We have examined sequenced chromosomes for stretches of purines (R) or pyrimidines (Y) capable of forming A-DNA and alternating YR stretches which could form left-handed Z-DNA. Since A-DNA helices can readily form with stretches of 5 purines in a row, we measure the fraction of each genome which contains purine (or pyrimidine) tracts of lengths of 5 bp or longer, as a measure of the A-DNA content. Using this criteria, a random sequence would be expected to contain about 18.75% percent A-DNA. On average, the more than 500 sequenced chromosomes examined contained an average of 25% A-DNA, with a low of 10% and a high of 40% A-DNA content. In the majority of cases (e.g., for 84% of the chromosomes, (which contain 98% of the total DNA)), there is more A-DNA than would be expected from a random sequence. The percent of the chromosome which is capable of forming Z-DNA is estimated by looking for alternating pyrimidine-purine stretches (YR)n of length of at least 10 bp. Based on this assumption, the expected value is calculated as being about 0.6% of the genome. Although the average for all genomes was higher than expected (with an average of 1.04% for all chromosomes), in many prokaryotic genomes such tracts are found less than would be expected, whilst in eukaryotic chromosomes, alternating YR tracts are more common than anticipated. Overall, about a third of the chromosomes (197 mainly viral of 589 total) had less alternating purine/pyrimidine stretches than expected, whilst the remaining two thirds (including all eukaryotic chromosomes) had more, with some protozoan chromosomes containing more than 6% (e.g., more than 10x the expected value) of their length containing YR stretches of 10 bp or longer. Localisation of A-DNA and Z-DNA regions within chromosomes and possible biological roles for these alternative DNA conformations are discussed.

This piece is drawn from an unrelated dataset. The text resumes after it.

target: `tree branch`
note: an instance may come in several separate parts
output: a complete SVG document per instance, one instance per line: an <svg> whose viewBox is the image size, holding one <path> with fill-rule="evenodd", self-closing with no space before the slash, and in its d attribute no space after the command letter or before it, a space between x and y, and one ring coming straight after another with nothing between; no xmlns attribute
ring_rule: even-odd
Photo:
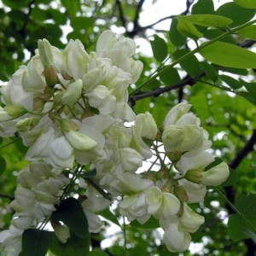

221. Feature selection to discriminate five dominating bacteria typically observed in Effluent Treatment Plant (up)
Hemant J. Purohit, D.V.Raje, R.N.Singh, National Environmental Engineering Research Institute;
hemantdrd@hotmail.com
Short Abstract:

Six dinucleotide features were obtained using stepwise algorithm from 16S rRNA to discriminate five dominating bacterial groups from effluent treatment plant. Two linear composites were obtained to discriminate the training set of sequences with 91% accuracy and were validated for a test set with almost the same predictive accuracy.

One Page Abstract:

Defining a microbial community and identifying bacteria, at least at the genus level, is a first step in predicting the behavior of any biological treatment system. In effluent treatment plants, the most dominating and typically observed bacterial groups are Pseudomonas, Moraxella, Acinetobactor, Burkholderia and Alcaligenes. Even though genetically close, these bacteria may be distinguished from each other based on their nucleotide compositions. Our interest lies in selecting the features from 16S rDNA sequences, which could be used to develop a tracking tool. Twenty sequences from each of the above groups were retrieved from GenBank. A feature space comprising of likelihood estimate of dinucleotides was defined on the sequence data. A stepwise feature selection method was used which resulted in six out of the total sixteen features that had significant variability across the sequences. Multiple group discriminant analysis was carried out to test the efficacy of the selected features to segregate the sequences into respective groups. Two linear composites, as a function of these features, could discriminate the training set of sequences with 91% accuracy and were validated for a test set with almost the same predictive accuracy. This ascertained the relevance of the selected features in the classification. These features independently or in combination might generate genus specific patterns that might be used to develop PCR protocols and thereby a tracking tool. The program for determining the likelihood estimates is available with the corresponding author. The rest of the analysis has been carried out using SPSS software, which is commercially available.